As a colonial tool of the British empire, the Anglican church in Canada falsely conflated the building of a nation with the coming of the kingdom of God. The addiction to power, privilege, and wealth warped our vision to be unable to see God in “the other” – the Samaritan, the eunuch, the criminal on the cross. We were quick to condemn and slow to show grace. This hubristic pride in our own vision of a faithful life, and in our certainty that others must be like us, has caused a great wound in our own hearts. By our own sin, our lack of imagination, and our inability to see God’s presence, families were split, villages were robbed of their children, children robbed of their traditions, and many lost their ability to feel, to love, and to cry.
It is easy to think that the healing needs to take place there, and it does, but if we are to avoid similar things happening again, then we need to heal ourselves. The same policies, procedures, habits and ways of knowing that make life harder for Indigenous people in this country (who have tragically high rates of poverty, incarceration, homelessness etc. across Canada) make life easy for me. Am I willing to give up some of what I have to make things right? Am I willing to heal from my addiction to privilege, and from the assumption that I know, that I understand the world, and that my success is based on my effort and work ethic. Probably less than I think I am willing. How committed am I to ignoring the plank in my own eye?
My fear is that we are still pursuing the same ideals, desires, aims as when we committed the sins of residential schools: Privilege, ease of existence, wealth, influence, alliance with the powers and principalities of this world.
The people of Kingcome are doing their work of healing and rebuilding what was taken. While visiting, I had the opportunity to witness a ceremony held for survivors of residential school. 43 years after St. Michael's Indian Residential School in Alert Bay was closed, the community of Kingcome welcomed home their elders who were taken as children. Their grandchildren spoke on behalf of the parents and grandparents of those children that were taken. It was a moving display of love and sorrow.

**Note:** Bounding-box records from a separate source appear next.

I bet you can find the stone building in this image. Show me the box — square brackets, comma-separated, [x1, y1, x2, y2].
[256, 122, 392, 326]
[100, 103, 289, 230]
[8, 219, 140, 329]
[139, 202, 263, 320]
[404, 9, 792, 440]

Perhaps they are further on their journey of healing than we are. Have we acknowledged the wounds we bear from this heritage? Have we changed our ways of relating, and habits of existence that our ancestors displayed in allowing a genocide to take place within the institutional structures that were created?
Healing starts in Kingcome. No one goes by accident and no one leaves unchanged. I am deeply grateful for the opportunity and graciousness of the people of Musgamagw Dzawada'enuxw First Nation for allowing me to visit their community. I have a long healing journey to take, but I am thankful that it has begun.